その律動は、もはや戦国武士の軍勢のものではない。人を殺し、人を管理するための、一つの巨大な機構の鼓動だった。
勝頼は静かに目を閉じる。
脳裏に浮かぶのは、炎に包まれた天目山。信勝の手。みるみるうちに冷えゆく、あの指の感触。
守れなかったのだ。あの時、自分は何一つとして。
その記憶が今なお、胸の最奥を抉る。
だから勝頼は、無駄な情を切り捨てる。忠義も、血縁も、美しい美談も信じない。
彼が信じるのは、絶対に裏切ることのない「仕組み」だけだ。
「昌幸」
「はっ」
「甲府へ戻れば、宿老たちをすべての軍の指揮から完全に退かせることになるだろう」
昌幸は静かに頷いた。
ついに来るのだ。武田が、完全に武田でなくなる瞬間が。
「山県殿も馬場殿も、設楽原での戦いを通じて、すでにその時が来たことを悟っておられましょう」
「だから今しかないのだ」
勝頼は言う。
「自らの武で最高の勝利を掴み、満足した彼らは美しく去れる。だが、もし彼らに中途半端な未練を残させれば、その情の熱が必ず組織を内側から腐らせる」
その声には、ごくわずかに、本当に微かな苦味が滲んでいた。
だが昌幸の鋭い目は決して見逃さなかった。
勝頼は宿老たちを邪魔だと思って嫌っているわけではない。むしろ逆だ。彼らの忠義と不器用な武士としての生き様を深く愛している。
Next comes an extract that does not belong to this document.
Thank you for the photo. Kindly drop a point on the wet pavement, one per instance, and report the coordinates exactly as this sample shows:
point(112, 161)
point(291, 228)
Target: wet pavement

だからこそ、完全に退かせるのだ。二度と彼らをあの悲惨な死地へ立たせぬために。彼らを生かしたまま、武田を完全に壊すために。
そのあまりに悲痛な矛盾を、勝頼は誰にも語らない。語ればそれは情となり、己の築いた理を崩すことになるからだ。
夕闇が完全に深まっていく。
甲斐は近い。躑躅ヶ崎館へ戻れば、待っているのは勝利の凱旋行事などではない。
壮絶な内部刷新。武田という古い器を完全に解体し、血の通わぬ不滅の帝国へと鋳直すための、果てしない実務の嵐だ。
武田勝頼は、ただ前を向く。
その瞳に宿るのは、天下を欲する覇者の熱ではない。
すべてを失った父親だけが持つ、果てしなく静かで、底知れぬ執念の冷気だけであった。